What’s more, most everywhere else, differences in license class are based on safety and non-interference considerations (such as power output, being allowed to build transmitters "from scratch", or being the licensee of a repeater or club station) rather than on granting ego-stroking, so-called "exclusive" access to smaller and smaller slices of bureaucratically segregated frequency spectrum.
What's more, as a direct result of all our FCC-imposed sub-band (and sub-sub band) nonsense, radio amateurs in the United States are perennially forced to play "Mother May I?" games with the FCC in order to shift things around as our collective interests and technology changes. This, in turn, means that our horrifically outdated regulated band plans are always going to systemically lag behind emerging technology and societal changes.
Frankly, I believe all this ego-stroking, "turf based" band planning nonsense has also been a major contributor to our collective hesitancy to embrace new communications modes as they come along. That's because those new modes often don't fit anywhere in our current, FCC-imposed "straight jacket".
The bottom line here is that, just as when office space is divided up into little cubicles, the end result is LESS usable space, not more. It also breeds an ever-increasing human craving for more "elbow room"....a precious commodity that our currently (by regulation) horrifically chopped up 75 Meter Phone Band never seems to have enough of.

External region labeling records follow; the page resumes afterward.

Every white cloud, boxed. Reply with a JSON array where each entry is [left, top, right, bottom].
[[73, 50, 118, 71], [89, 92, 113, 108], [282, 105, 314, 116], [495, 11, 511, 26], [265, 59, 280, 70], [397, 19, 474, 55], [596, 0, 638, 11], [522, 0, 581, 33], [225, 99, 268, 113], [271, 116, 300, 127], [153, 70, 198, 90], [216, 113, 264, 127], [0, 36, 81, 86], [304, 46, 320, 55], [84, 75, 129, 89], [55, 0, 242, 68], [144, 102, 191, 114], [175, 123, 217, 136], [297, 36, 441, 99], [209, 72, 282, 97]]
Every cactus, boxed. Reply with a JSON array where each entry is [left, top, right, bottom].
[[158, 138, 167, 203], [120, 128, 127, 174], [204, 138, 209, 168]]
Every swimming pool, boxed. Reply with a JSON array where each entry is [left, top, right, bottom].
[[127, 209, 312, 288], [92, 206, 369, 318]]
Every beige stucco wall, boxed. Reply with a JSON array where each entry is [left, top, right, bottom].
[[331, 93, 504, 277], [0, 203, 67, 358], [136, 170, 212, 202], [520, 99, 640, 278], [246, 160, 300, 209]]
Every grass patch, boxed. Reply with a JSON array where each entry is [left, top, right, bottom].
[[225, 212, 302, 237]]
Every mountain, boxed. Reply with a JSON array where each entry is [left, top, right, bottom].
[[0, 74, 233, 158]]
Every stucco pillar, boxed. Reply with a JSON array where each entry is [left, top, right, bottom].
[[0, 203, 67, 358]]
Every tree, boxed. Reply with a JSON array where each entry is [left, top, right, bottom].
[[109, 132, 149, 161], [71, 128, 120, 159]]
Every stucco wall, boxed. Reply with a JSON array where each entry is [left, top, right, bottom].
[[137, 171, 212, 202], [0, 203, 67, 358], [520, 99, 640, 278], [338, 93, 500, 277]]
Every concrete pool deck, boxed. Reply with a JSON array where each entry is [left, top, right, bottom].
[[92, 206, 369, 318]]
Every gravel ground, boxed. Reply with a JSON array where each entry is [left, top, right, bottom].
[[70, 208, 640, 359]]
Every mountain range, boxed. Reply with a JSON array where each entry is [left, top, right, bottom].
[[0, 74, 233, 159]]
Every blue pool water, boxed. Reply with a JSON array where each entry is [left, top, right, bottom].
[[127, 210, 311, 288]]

To the contrary, all the while we continue to allow a government organization (the FCC) who could absolutely care less about what we do internally to still remain in charge of those "who and what goes where" decisions for our Service, our band plans will ALWAYS remain woefully out of date with technological and sociological reality.
And the horrific overcrowding, catcalls, boorish behavior and "frequency wars" we are witnessing on 75 Meters will continue indefinitely.